Hitachi Vantara Pentaho Community Forums
Page 1 of 2 12 LastLast
Results 1 to 10 of 11

Thread: Feature enhancements expected

  1. #1

    Default Feature enhancements expected

    Attachment: chef_sample.jpg Hi Matt


    I've been trying to evaluate kettle to see if it can solve some of my complex data loading/transformation requirements and got stuck up with some show stoppers! Following are some enhancements that I feel is going add great value.



    1. In the input steps (text,excel,xbase..), I noticed that rownumber does not get reset when there are multiple files being read. Is it possible to have an option to reset the rownumber to 1 when the source file changes.



    2. XBASE input step. Is it possible to have wildcard input files (*.dbf) from specific directories like you have for the other input steps.



    3. Table Output Step: Is it possible to have an option to COMMIT only if a complete source file is successfully processed. ( assume i am reading *.csv in the input step, then commit with every change in source file). This could be implemented as - If the value of input column "_" changes then COMMIT.

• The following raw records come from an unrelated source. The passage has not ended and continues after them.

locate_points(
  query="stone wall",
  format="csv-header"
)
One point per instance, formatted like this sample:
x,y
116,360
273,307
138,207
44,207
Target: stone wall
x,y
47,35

    4. IN SPOON: There is definitly a requirement to read multiple files (*.csv) from a source directory and move the processed file to a processed or error directory at the end of the transformation. This is better than having to do complex workarounds in CHEF on how to create a shell script that knows which files were successfully processed and which files had errors.



    5. In CHEF, Is it possible to have a directory reader step. Lets say get *.csv filenames. For each file found by the step provide the filename to a transformation as an parameter. Once the transformation is completed, I can then have a shell script to move the file to a processed_files or error_files directory.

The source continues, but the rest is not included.